Assets more than doubled to $7.5 billion as New York-based Goldman put $2 billion into the fund and raised $1 billion from investors including Maurice ``Hank'' Greenberg, the former chairman of American International Group Inc., and billionaire Eli Broad. The fund lost about 30 percent in early August as rising mortgage defaults caused stocks to tumble, upending the computer models its managers use to select trades.

Global Equity and other so-called quantitative funds rebounded as market turmoil eased, said the investors, who asked not to be identified because the Goldman fund's performance is private. James Simons's $29 billion Renaissance Institutional Equities Fund made up almost the entire 8.7 percent decline it suffered in the first eight trading days of August, investors said.


Keeping calm during market correction is very important.

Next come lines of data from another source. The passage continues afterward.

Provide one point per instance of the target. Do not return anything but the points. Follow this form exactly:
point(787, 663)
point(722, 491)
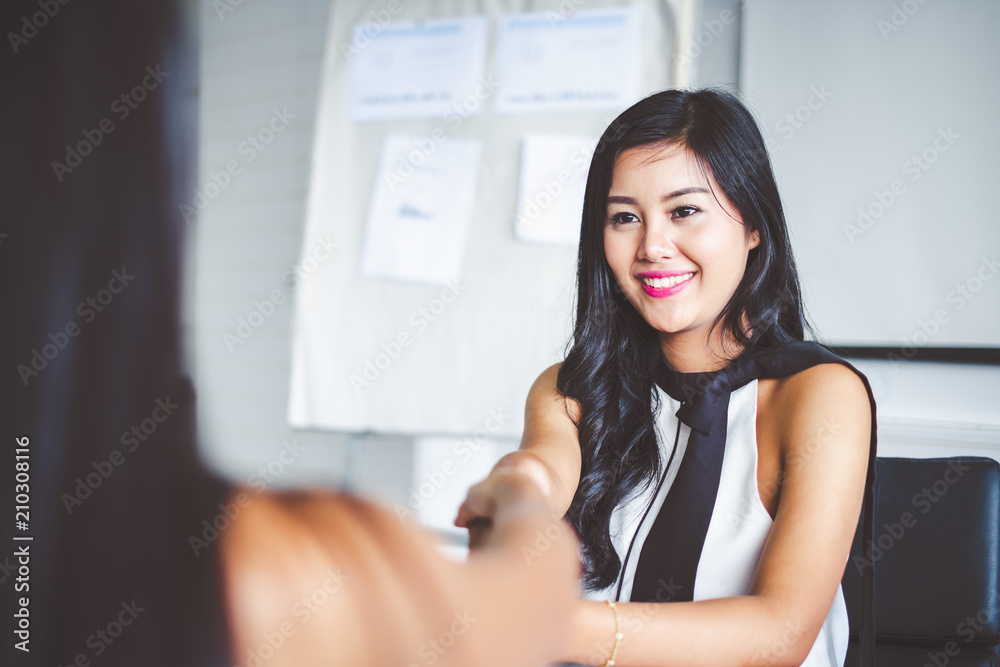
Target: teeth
point(667, 282)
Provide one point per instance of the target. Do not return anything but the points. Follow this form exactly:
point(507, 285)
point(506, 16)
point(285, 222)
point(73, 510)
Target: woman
point(159, 562)
point(705, 454)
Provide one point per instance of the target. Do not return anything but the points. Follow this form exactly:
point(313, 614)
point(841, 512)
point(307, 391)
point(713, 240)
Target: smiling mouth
point(660, 283)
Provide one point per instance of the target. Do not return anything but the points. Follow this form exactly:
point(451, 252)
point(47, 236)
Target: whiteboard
point(439, 360)
point(881, 119)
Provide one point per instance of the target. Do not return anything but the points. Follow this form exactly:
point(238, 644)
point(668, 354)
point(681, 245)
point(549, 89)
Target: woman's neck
point(696, 352)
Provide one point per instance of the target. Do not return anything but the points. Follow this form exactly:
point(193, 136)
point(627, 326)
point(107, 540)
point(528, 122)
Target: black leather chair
point(937, 564)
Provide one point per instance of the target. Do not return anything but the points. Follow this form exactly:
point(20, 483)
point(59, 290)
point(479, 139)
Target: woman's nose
point(657, 241)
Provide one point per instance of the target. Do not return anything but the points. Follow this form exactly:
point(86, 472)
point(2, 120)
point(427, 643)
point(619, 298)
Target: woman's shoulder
point(545, 393)
point(826, 396)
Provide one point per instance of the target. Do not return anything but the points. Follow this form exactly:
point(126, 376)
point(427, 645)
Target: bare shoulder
point(545, 395)
point(821, 403)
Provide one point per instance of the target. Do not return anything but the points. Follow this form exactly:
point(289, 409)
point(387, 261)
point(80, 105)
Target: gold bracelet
point(618, 634)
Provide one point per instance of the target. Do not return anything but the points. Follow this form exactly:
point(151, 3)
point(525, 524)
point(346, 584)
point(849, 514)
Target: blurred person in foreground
point(121, 568)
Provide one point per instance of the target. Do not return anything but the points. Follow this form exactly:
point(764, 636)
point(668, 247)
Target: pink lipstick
point(661, 284)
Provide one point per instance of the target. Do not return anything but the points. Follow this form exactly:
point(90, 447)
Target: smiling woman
point(712, 461)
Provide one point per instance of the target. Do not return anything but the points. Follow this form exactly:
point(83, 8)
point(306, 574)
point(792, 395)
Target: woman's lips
point(663, 284)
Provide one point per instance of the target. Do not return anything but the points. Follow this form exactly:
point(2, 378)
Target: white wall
point(263, 55)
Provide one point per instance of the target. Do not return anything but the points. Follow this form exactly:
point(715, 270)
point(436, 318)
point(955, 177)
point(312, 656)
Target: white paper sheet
point(420, 208)
point(414, 69)
point(553, 178)
point(551, 61)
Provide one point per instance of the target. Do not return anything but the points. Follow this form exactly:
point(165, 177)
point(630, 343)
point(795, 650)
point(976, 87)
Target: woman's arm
point(821, 417)
point(549, 452)
point(321, 579)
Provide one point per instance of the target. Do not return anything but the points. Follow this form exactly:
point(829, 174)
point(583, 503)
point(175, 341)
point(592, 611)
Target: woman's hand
point(519, 478)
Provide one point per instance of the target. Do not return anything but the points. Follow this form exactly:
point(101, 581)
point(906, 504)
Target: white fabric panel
point(479, 346)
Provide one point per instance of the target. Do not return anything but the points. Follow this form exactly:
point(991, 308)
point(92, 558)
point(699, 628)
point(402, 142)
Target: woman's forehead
point(659, 162)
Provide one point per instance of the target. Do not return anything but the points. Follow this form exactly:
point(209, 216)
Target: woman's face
point(677, 250)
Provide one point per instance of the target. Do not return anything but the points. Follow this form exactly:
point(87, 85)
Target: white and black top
point(698, 532)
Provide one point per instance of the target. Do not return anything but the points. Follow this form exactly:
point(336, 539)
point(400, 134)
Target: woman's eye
point(683, 211)
point(623, 218)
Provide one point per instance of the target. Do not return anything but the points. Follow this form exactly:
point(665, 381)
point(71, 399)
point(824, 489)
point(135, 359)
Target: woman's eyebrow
point(619, 199)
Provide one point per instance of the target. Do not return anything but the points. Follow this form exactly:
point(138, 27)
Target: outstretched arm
point(320, 579)
point(549, 452)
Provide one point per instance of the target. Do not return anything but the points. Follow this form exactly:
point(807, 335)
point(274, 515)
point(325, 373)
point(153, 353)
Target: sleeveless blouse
point(722, 563)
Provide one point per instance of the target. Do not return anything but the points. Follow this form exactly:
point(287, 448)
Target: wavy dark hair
point(609, 366)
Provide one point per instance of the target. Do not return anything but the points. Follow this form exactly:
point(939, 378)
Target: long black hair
point(609, 368)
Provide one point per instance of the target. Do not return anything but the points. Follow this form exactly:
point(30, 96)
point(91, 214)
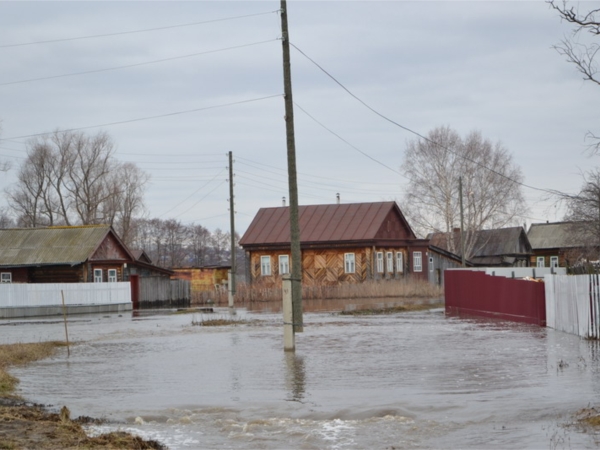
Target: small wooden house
point(500, 247)
point(561, 244)
point(80, 254)
point(340, 243)
point(203, 279)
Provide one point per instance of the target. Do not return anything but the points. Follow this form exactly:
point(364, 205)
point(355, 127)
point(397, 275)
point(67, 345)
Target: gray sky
point(474, 65)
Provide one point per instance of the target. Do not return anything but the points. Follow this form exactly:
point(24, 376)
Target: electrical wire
point(483, 166)
point(223, 105)
point(156, 61)
point(94, 36)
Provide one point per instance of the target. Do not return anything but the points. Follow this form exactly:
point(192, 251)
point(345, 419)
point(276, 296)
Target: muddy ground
point(25, 425)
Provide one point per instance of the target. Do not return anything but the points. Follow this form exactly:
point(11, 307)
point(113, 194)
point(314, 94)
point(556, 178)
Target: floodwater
point(411, 380)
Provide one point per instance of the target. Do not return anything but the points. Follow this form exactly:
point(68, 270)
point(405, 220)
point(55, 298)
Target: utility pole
point(232, 230)
point(462, 224)
point(296, 269)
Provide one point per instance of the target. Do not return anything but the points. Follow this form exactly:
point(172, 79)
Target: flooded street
point(410, 380)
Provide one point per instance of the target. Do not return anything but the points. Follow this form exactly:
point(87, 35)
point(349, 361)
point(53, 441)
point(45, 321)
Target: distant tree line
point(170, 243)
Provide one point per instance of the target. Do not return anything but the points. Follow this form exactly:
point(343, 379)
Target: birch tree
point(492, 195)
point(582, 47)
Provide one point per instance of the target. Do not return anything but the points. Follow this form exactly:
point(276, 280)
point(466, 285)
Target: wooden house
point(340, 243)
point(202, 279)
point(562, 244)
point(500, 247)
point(63, 255)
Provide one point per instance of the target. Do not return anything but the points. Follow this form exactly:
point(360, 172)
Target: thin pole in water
point(65, 317)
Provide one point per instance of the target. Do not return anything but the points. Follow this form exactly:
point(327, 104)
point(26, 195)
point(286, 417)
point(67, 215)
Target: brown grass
point(26, 426)
point(391, 309)
point(216, 322)
point(369, 289)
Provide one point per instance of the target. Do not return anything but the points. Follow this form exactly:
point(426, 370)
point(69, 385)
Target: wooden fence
point(159, 290)
point(573, 304)
point(475, 293)
point(16, 295)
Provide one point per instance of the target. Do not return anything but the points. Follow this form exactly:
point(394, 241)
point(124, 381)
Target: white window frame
point(112, 275)
point(399, 262)
point(379, 262)
point(284, 264)
point(97, 275)
point(265, 265)
point(540, 261)
point(417, 262)
point(389, 256)
point(349, 263)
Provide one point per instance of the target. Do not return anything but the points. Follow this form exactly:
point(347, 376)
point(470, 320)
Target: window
point(379, 262)
point(349, 264)
point(284, 264)
point(112, 275)
point(97, 275)
point(417, 262)
point(390, 262)
point(540, 261)
point(399, 262)
point(265, 265)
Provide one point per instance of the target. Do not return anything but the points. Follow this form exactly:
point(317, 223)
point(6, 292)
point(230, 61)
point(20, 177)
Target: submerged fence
point(16, 295)
point(573, 304)
point(160, 289)
point(475, 293)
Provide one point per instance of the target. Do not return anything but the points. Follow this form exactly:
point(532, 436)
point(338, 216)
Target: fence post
point(288, 316)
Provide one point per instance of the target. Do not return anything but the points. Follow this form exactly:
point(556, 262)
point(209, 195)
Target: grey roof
point(557, 235)
point(53, 245)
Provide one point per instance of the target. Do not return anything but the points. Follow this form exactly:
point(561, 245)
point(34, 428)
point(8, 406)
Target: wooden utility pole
point(296, 269)
point(232, 229)
point(462, 224)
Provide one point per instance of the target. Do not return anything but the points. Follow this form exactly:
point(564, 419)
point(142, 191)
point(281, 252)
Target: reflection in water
point(295, 376)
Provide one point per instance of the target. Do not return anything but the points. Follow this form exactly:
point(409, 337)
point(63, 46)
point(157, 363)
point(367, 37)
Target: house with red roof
point(340, 243)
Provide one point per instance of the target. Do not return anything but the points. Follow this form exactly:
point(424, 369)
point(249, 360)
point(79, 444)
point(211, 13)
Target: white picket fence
point(573, 304)
point(16, 295)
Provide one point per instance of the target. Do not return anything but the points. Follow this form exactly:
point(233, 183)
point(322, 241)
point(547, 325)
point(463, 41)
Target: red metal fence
point(475, 293)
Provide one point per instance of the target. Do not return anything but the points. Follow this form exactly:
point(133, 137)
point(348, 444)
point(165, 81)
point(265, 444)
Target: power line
point(146, 63)
point(223, 105)
point(94, 36)
point(554, 192)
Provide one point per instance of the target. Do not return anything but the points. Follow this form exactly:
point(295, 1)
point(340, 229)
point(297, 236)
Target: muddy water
point(412, 380)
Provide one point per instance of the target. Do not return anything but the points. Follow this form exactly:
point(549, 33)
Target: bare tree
point(583, 210)
point(492, 196)
point(577, 49)
point(72, 178)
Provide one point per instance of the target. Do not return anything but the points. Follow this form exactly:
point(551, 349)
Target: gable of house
point(339, 243)
point(326, 224)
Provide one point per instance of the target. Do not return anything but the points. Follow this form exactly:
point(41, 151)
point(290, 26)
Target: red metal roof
point(324, 223)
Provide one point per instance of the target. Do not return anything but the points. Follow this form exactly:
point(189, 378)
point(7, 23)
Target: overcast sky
point(475, 65)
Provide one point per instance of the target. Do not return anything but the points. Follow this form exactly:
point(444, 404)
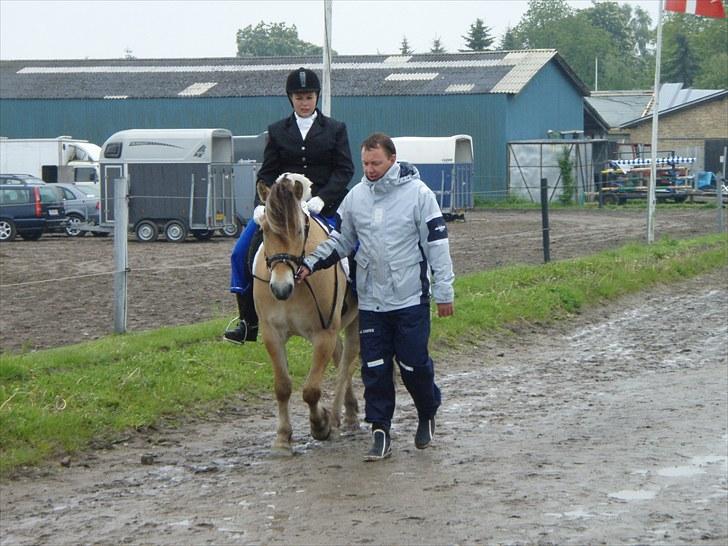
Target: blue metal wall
point(549, 101)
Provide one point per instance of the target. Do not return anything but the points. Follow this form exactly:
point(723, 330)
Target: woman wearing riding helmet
point(308, 143)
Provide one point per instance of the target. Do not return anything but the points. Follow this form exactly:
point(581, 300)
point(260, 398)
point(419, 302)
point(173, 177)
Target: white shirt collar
point(304, 124)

Most immediate analysis about market corrections is often faulty and no more than just fear mongering by perma bears. See my previous post about this here.

6 comments:

Bill said...

http://www.billakanodoodahs.com/2007/08/beautiful-stop-run-plus-hedgies-and-mark-to-market/

"Provided that the market inefficiency the strategy capitalized on still exists, why not buy in now? That doesn’t mean I’ve suddenly become a fan of the leveraged spread trade; I still think that type of trade will kill more hedge funds in the next year than my SUV’s tires will kill possums in the next 100,000 miles, but assuming Goldman’s folks are comfortable with the trade, the right thing for them to do is to keep the fund afloat. In other words, I think it’s good odds they’ll get their $3 billion back."

Rhonda said...

Nice to have you back!;)

BullPreacher said...

GREAT THAT YOU ARE BACK: NEED YOUR INSIGHT>

Grow Your Funds said...

Completely agree with your analysis on the importance of keeping calm. Those who sell into panic are the ones who never profit from the large upswings, they simply become the bottom of the market by their fear selling. The bears always say its heading to 5,000 or whatever number they pick, sure they are right once in a while, but the market in the long term will disappoint a permabear who constantly roots for lower prices.

Aaron
GrowYourFunds.com

Pankaj said...

Welcome back Pradeep!! BTW, as I am reading ur blog, I had some mirchi chi bhaji today ;)... thought, u'd like to know.. cheers..

mrstrader said...

It is almost a miracle. Pradeep, your sight is wonderful for many, many reasons, but if nothing else, please be sure to let us know the beginning and end dates of your next vacation!